Le motif de cette plainte : escroquerie à l’épargne publique. Et c’est une plainte au pénal, c’est-à-dire, pour simplifier, que ça peut se terminer en prison. Du sérieux donc. “En fait, Ehrmann a voulu faire comprendre à Billon qu’il ne lâcherait pas en espérant qu’il deviendrait plus raisonnable” souligne un avocat.
D’autant plus que l’affaire est grave puisque cette plainte met en cause Tracing Serveur, une entreprise spécialisée dans la traçabilité qui est cotée en bourse. Dont Ehrmann est actionnaire à 20 % et dont Billon a pris le contrôle avec un groupe d’amis. Ce qu’il n’a pas digéré, en fait, c’est que Billon aurait organisé une augmentation de capital de Tracing Serveur en jouant sur les cours de Bourse à la baisse. Pour éliminer Ehrmann. “Une vraie manip” dénonce-t-il à l’époque en estimant que son préjudice s’élève à 11 millions d’euros. Mais la justice va faire traîner l’affaire.
Du coup, Ehrmann attaque sur un autre front : Eukaria, la fameuse filiale qui contrôle l’hôpital vietnamien. Et le PDG du groupe Serveur porte plainte en dénonçant cet hôpital comme “un système de blanchiment d’argent” à travers “un réseau de société offshore”. Fantasme ? En tout cas, l’associé de Billon argumente avec un certain nombre d’accusations précises. De quoi inquiéter son adversaire puisqu’un mois plus tard, Billon aurait, selon le blog d’Ehrmann, transféré sa holding de contrôle au Luxembourg. Pour se mettre personnellement à l’abri de poursuites judiciaires ?
Une certitude, Paul Billon va effectivement répliquer à son tour sur le terrain judiciaire en portant plainte, via VGP, contre le groupe Serveur dont il détient toujours 2 % du capital. Lui aussi invoque des faits graves puisqu’il accuse Thierry Ehrmann d’abus de biens sociaux. En estimant que le groupe Serveur a financé la Demeure du Chaos en injectant près de 1 million d’euros dans la “déconstruction” artistique de cet ancien relais de poste du XVIIe siècle, tout en pierres dorées, à Saint Romain au Mont d’Or, le siège du groupe Serveur. Une superbe propriété de 3,5 hectares avec 2 000 m2 de bâtiments, qui pendant 8 ans sera entièrement transformée par des dizaines d’artistes.

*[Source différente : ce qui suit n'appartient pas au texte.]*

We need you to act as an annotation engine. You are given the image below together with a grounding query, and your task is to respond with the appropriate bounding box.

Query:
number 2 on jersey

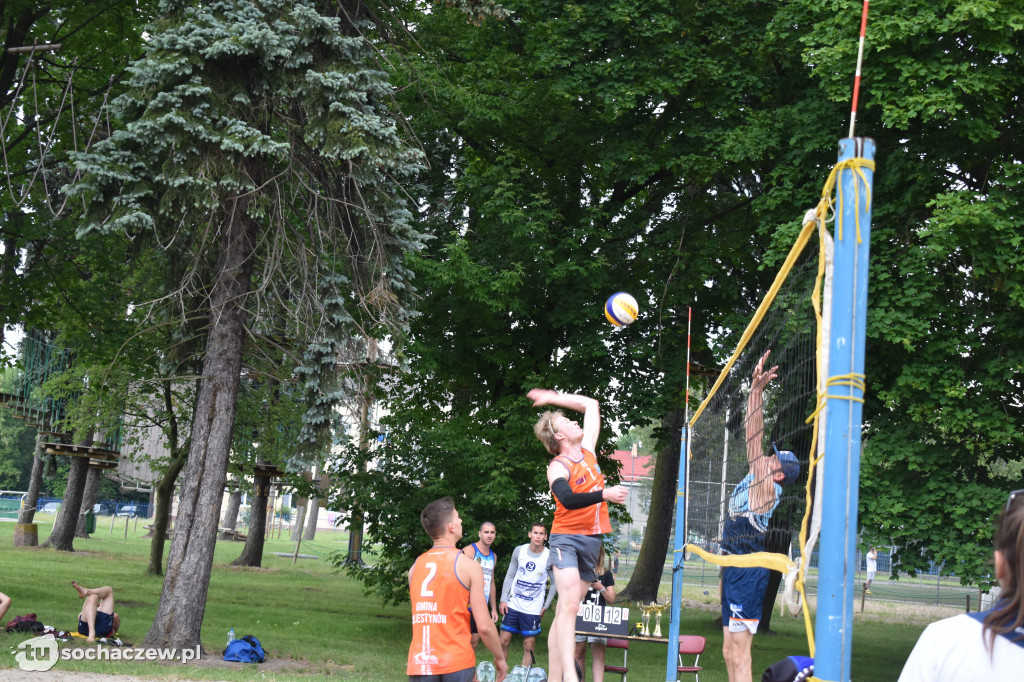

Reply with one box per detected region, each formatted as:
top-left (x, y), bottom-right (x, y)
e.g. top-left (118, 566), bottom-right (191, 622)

top-left (420, 562), bottom-right (437, 597)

“Je suis plus blanc que blanc car il y a une convention réglementée tout à fait officielle entre la Demeure du Chaos et le groupe Serveur” expliquera Thierry Ehrmann à la police judiciaire qui va le placer en garde à vue le 11 juin dernier. Et il précisera que les actionnaires du groupe Serveur ont été informés au cours d’une assemblée générale de cette convention qui a été validée par ses commissaires aux comptes. Et il ajoutera que pour le groupe Serveur, les retombées médiatiques de la Demeure du Chaos ont été considérables. Des centaines d’articles de presse et de reportages télé qu’il évalue à 27 millions d’euros s’il avait dû se payer ça en pub !

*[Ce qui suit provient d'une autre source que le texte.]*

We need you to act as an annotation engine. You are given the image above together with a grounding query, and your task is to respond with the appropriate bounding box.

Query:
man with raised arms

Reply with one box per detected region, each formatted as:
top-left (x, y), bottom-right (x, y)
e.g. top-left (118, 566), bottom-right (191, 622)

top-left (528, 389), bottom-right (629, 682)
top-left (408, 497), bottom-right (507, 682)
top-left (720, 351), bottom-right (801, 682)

Apparemment, les enquêteurs ont été convaincus par ses explications puisqu’il a été remis en liberté au terme de ses 30 h de garde à vue, sans même être mis en examen.

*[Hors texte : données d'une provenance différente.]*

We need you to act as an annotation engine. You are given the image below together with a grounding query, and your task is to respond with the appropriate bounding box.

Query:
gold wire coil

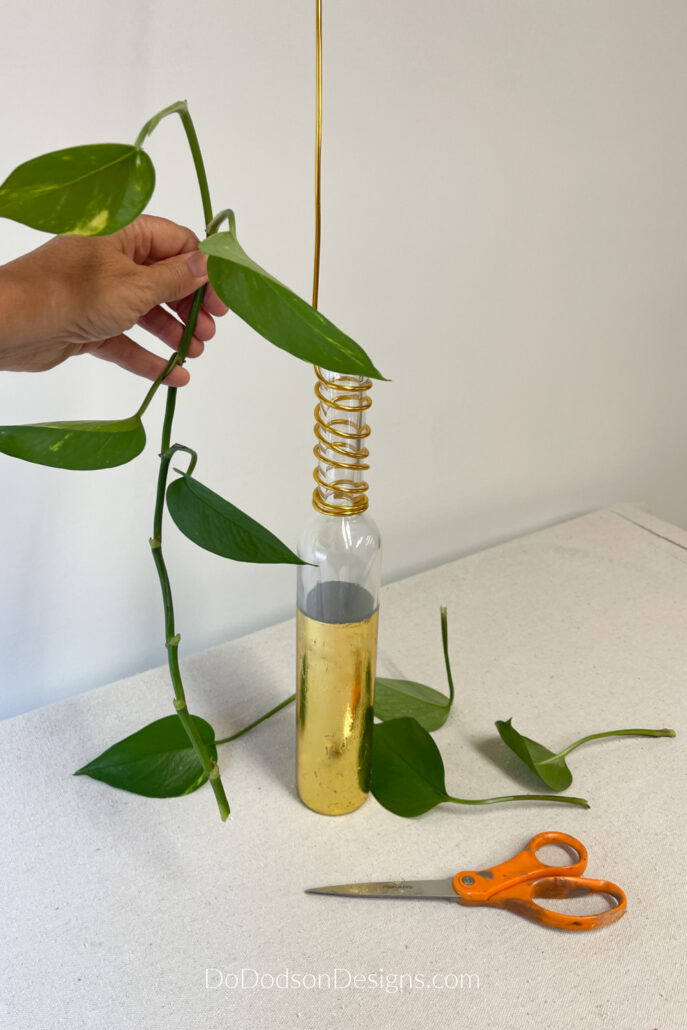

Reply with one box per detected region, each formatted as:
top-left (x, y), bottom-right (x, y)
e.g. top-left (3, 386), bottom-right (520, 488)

top-left (312, 366), bottom-right (373, 516)
top-left (309, 2), bottom-right (373, 518)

Mais bizarrement, à la sortie de la PJ, il ne citera pas le groupe VGP, ni celui de Billon. Une prudence étonnante de la part de ce “guerrier” qui a déjà démontré qu’il n’avait pas peur de défier les puissants. Ni les convenances.
“Ehrmann est engagé dans une bataille judiciaire où chaque mot va compter. C’est pour ça qu’il reste prudent” analyse un avocat lyonnais.

“Reste à savoir quand Thierry Ehrmann va répliquer à son adversaire”

La suite de ce feuilleton ? “J’ai l’impression que la justice lyonnaise a réalisé qu’elle avait fait l’objet d’une tentative de manipulation et ça, ils n’aiment pas trop” estime ce même avocat.
D’autant plus qu’une lettre a été versée au dossier. Une lettre de Thierry Ehrmann adressée à Jean-Paul Simoëns, le commissaire aux comptes de VGP. Et qui résume le fond de cette affaire. Lettre accusatrice datée du 21 avril 2008 que Lyon Mag a eue entre les mains et qui souligne une évidence : le PDG du groupe Serveur est convaincu que derrière ce conflit, un homme joue un rôle essentiel : Jean-Paul Simoëns, justement. Reste à savoir quand Ehrmann va “vider son chargeur” pour répliquer à son adversaire. Et quelles seront les conséquences. Mais il n’est pas exclu que dans les mois qui viennent Paul Billon se retrouve à son tour convoqué par la police judiciaire pour s’expliquer.